O relativismo se torna perigoso quando:

  1. Iguala todas as perspectivas: “Hitler tinha seu ponto de vista” tecnicamente é verdade, mas alguns pontos de vista são objetivamente monstruosos;
  2. Paralisa o julgamento moral: Se tudo é relativo, perdemos a capacidade de condenar injustiças;
  3. Protege opressores: Quem tem poder pode impor sua “verdade” sem contestação moral;
  4. Destrói a possibilidade de diálogo: Se não há terreno comum, não podemos discutir eticamente.

A Posição Equilibrada

O caminho sensato não é nem o absolutismo inflexível nem o relativismo radical, mas reconhecer que:

  • Existem princípios morais fundamentais baseados na redução do sofrimento e respeito à dignidade;
  • O contexto importa na aplicação desses princípios;
  • Podemos estar errados e nossas certezas morais devem ser abertas à revisão racional;
  • Nem toda diferença cultural é moralmente equivalente — algumas práticas violam direitos humanos básicos, que em muitos casos não estão sendo identificados pelo senso comum.

Conclusão

Então, o relativismo moral pode ser usado para fazer o certo parecer errado e vice-versa, especialmente quando manipulado por quem busca justificar o injustificável. Mas isso não significa que toda reavaliação moral seja relativismo perigoso. Nessa dicotomia entre o certo o errado e o relativismo como o fiel da balança, o importante é estarmos vigilantes e alertas para esse relativismo que adentra no seio da sociedade sorrateira e sutilmente.

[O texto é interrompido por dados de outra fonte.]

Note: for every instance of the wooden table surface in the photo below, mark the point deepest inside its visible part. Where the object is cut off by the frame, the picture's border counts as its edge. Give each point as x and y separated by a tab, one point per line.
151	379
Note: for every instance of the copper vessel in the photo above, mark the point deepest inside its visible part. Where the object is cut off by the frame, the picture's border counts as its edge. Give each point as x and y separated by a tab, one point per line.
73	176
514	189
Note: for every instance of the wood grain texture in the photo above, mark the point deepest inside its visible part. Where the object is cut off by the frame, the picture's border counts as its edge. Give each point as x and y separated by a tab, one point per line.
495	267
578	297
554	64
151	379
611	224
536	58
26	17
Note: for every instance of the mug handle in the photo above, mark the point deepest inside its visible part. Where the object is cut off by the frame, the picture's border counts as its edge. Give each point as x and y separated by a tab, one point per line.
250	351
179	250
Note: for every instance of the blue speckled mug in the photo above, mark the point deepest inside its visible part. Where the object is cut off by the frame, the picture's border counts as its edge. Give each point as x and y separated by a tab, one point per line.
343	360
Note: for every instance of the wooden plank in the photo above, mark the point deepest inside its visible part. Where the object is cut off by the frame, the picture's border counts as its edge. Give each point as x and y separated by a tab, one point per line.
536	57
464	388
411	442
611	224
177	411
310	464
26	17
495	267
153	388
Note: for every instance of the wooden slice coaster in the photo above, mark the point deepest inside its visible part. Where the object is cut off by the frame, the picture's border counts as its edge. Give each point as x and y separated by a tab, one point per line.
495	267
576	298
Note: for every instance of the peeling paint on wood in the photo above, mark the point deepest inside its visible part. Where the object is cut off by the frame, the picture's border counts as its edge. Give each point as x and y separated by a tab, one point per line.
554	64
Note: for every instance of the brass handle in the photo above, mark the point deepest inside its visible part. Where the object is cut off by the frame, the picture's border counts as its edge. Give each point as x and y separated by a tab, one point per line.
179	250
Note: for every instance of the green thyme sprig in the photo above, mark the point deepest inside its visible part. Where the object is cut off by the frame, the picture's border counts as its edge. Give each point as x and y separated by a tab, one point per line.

O desafio é cultivar humildade intelectual (reconhecer que podemos estar errados) sem cair no niilismo moral (acreditar que nada importa). Algumas coisas são erradas não porque “achamos” que são, mas porque causam sofrimento desnecessário e violam a dignidade humana — e isso não muda dependendo do ponto de vista, simplesmente porque são fatos e contra fatos não existem argumentos. Portanto, mesmo quando fazemos algo errado ou prejudicial, mas porque vai beneficiar um grupo ou uma sociedade, se justifica, para o universo aquela atitude continua sendo errada. Entretanto, você teve que escolher a atitude menos prejudicial ou, como se diz: dos males o menor.

A verdadeira sabedoria está em distinguir entre pluralismo legítimo (várias formas válidas de viver bem) e relativismo destrutivo (qualquer coisa vale se eu conseguir justificar). E isso requer vigilância e atenção, pois como já dizia o grande mestre: “Vigiai e orai, para que não entreis em tentação; o espírito, na verdade, está pronto, mas a carne é fraca.”